Mullan also explained that laws are different in Ireland. “In America, an employment contract can be for an indefinite duration. But under Irish law, an employee with one year of continuous service with a business is entitled to a permanent contract,” Mullan said.

Intellectual property laws are also different. “There is no legislation in Ireland that protects know-how, trade secrets and confidentiality, and IP ownership has to be specifically established by contract. But data protection laws in Ireland are stricter than in the U.S.,” Mullan added.

Andreas McConnell, a partner in the Dublin office of Philip Lee Solicitors, said Ireland’s low corporate tax rate “is cornerstone and is the driver of Ireland’s economic growth. That is there for the long run and isn’t going to change.”

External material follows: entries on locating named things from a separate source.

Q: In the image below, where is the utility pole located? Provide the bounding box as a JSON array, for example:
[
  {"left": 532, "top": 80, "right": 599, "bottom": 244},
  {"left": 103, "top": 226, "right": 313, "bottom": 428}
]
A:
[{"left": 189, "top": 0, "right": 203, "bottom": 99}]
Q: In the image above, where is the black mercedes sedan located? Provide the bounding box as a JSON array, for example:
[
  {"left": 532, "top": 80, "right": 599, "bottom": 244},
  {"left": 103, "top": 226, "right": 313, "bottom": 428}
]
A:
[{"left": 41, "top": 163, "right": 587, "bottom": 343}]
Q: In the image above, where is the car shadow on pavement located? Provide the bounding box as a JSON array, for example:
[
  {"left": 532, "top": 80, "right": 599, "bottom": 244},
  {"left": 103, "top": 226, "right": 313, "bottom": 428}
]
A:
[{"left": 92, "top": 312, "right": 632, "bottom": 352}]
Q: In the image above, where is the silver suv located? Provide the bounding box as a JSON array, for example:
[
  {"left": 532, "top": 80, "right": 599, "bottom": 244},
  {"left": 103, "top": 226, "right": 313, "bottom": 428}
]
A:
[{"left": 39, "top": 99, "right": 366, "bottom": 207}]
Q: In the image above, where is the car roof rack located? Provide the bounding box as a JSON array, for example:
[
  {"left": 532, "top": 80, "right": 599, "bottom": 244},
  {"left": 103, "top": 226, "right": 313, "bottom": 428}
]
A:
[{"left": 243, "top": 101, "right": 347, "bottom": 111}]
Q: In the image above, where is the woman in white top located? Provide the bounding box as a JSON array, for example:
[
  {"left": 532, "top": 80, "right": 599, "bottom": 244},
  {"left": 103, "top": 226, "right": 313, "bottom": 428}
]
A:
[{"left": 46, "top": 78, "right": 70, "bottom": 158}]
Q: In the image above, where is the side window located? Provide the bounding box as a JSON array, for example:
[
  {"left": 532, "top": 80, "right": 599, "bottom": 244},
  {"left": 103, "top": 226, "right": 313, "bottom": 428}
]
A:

Ireland also provides a 25 percent research and development tax credit for undertaking new and/or additional R&D activity in Ireland.

Michael E. Mathisen, international tax practice leader with the accounting firm ParenteBeard in New York, stressed the importance for businesses to have a good exit strategy for tax purposes. Profits resulting from operations in Ireland receive the country’s low tax rate as long as they remain there. However, the U.S. corporate tax rate – which ranges up to 35 percent – is only deferred and must be paid when profits are repatriated back to America, he said.

Businesses that recognize the potential pitfalls as well as the benefits of setting up operations in Ireland can enjoy enterprises there as successful as those that many of their ancestors established in the U.S., concluded Schmuhl of Duane Morris.